That did it. Why, I reasoned, should I support an industry the government refuses to
regulate? Since then, I have cut almost all animal products from my diet. I’m not
religious about it. If I’m at a friend’s house I might revert to vegetarianism. If I’m away
from home, I will take a drop of milk in my tea. About once a fortnight I have an egg for
my breakfast, perhaps once a month a fish I catch or a herring or some anchovies (if
you eat fish, take them from the bottom of the foodchain). Perhaps three or four times
a year, on special occasions, I will eat farmed meat: partly out of greed, partly
because I don’t want to be even more of a spectre at the feast than I am already. This
slight adaptation, I feel, reduces the chances that I will lapse.

I still eat roadkill when I can find it, and animals killed as agricultural pests whose
bodies might otherwise be dumped. At the moment, while pigeons, deer, rabbits and
squirrels are so abundant in this country and are being killed for purposes other than
meat production, eating the carcasses seems to be without ecological consequence.
Perhaps you could call me a pestitarian.

Even so, such meals are rare.
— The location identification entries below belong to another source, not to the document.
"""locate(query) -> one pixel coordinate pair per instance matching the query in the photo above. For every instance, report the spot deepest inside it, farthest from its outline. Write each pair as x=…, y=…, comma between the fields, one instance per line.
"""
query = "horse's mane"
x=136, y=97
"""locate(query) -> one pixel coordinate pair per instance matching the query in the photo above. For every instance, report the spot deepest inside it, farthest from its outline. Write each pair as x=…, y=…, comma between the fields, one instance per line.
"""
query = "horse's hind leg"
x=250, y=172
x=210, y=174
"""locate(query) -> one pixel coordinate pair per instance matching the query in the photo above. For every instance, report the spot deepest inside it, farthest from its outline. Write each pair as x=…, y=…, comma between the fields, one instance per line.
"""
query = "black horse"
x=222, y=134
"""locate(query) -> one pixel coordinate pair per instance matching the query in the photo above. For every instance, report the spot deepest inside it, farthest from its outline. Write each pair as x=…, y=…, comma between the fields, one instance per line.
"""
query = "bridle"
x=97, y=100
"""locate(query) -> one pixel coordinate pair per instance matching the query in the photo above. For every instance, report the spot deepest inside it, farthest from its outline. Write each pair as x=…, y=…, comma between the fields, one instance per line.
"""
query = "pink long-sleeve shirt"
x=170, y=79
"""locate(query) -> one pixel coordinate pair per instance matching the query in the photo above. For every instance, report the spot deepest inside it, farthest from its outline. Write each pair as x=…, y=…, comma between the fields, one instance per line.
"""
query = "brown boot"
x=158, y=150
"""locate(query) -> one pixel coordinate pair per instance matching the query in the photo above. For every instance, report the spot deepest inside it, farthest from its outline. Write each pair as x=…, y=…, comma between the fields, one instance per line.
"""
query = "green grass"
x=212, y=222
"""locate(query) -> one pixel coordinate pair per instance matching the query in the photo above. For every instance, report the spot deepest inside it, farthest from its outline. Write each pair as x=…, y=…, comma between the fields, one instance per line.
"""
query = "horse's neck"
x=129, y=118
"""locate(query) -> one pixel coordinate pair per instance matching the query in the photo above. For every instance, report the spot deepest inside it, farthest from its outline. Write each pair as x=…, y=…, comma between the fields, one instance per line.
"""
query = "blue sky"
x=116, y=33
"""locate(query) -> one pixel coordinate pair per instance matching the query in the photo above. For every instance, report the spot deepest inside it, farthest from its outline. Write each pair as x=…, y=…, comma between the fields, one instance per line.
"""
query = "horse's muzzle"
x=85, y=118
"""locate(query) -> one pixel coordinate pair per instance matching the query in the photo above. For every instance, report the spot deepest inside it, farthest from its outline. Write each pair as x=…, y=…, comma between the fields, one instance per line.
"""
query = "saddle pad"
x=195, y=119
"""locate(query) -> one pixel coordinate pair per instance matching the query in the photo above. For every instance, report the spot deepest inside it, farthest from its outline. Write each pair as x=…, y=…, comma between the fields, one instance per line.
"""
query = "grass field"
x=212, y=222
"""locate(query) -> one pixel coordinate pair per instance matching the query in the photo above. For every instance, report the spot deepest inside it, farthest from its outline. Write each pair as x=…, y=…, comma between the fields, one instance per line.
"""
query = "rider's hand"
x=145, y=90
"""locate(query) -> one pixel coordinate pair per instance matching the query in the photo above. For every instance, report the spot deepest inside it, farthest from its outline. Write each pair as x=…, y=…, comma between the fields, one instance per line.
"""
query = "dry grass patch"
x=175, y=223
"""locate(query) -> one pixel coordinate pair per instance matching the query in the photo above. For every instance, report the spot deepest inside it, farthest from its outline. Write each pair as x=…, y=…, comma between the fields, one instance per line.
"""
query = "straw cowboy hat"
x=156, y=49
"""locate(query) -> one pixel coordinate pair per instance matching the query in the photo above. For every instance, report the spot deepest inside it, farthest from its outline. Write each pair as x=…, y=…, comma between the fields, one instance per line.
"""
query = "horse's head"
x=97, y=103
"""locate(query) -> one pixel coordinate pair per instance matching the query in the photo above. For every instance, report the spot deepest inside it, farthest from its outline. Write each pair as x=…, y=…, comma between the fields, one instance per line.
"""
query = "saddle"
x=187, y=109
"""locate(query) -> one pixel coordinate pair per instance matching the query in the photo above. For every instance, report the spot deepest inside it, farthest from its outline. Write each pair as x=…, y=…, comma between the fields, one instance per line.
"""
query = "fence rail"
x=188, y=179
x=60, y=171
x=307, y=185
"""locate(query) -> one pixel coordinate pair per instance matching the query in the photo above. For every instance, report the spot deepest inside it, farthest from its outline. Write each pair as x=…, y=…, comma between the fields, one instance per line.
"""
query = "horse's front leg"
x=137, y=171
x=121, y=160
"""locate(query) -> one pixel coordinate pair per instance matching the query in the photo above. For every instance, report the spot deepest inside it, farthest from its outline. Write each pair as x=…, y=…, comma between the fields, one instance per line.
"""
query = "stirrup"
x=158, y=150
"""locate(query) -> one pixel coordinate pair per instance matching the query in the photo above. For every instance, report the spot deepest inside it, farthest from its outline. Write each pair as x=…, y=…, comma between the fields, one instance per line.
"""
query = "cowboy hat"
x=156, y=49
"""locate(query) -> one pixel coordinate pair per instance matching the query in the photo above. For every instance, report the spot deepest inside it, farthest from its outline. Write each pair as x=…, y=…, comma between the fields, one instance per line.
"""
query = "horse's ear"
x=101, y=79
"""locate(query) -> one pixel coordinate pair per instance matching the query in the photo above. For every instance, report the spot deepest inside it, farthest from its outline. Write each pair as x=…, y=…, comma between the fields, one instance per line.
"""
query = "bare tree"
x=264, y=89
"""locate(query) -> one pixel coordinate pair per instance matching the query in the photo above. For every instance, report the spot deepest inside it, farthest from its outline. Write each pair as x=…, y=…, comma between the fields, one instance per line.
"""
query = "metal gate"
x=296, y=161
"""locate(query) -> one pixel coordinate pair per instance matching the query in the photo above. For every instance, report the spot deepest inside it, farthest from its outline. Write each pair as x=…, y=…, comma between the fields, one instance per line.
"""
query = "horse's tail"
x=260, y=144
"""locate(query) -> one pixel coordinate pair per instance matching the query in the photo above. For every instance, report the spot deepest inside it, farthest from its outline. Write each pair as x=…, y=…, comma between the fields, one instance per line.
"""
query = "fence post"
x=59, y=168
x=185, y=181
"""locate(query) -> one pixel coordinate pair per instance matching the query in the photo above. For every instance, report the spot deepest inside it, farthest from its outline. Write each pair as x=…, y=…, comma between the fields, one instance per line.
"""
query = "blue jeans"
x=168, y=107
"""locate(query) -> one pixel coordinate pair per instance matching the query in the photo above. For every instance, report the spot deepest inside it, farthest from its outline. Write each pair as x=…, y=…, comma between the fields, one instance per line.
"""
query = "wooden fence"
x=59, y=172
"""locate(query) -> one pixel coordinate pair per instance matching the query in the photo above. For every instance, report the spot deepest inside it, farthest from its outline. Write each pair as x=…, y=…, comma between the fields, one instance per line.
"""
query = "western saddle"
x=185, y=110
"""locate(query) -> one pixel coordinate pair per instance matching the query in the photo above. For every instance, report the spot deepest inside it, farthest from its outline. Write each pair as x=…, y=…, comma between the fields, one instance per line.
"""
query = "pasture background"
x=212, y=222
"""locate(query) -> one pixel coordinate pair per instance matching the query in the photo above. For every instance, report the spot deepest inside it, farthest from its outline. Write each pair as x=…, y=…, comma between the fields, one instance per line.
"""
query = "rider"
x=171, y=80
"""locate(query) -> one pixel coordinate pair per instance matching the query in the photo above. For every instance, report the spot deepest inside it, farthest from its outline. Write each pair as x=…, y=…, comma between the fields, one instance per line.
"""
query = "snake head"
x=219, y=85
My rough calculation suggests that 97% of my diet now
consists of plants. I eat plenty of pulses, seeds and nuts and heaps of vegetables.
That almost allows me to join the 500,000 people in Britain who are full vegans – but
not quite. Of course, these choices also have impacts, but they are generally far lower
than those of meat, dairy and eggs. If you want to eat less soya, eat soya: eating
animal products tends to mean consuming far more of this crop, albeit indirectly.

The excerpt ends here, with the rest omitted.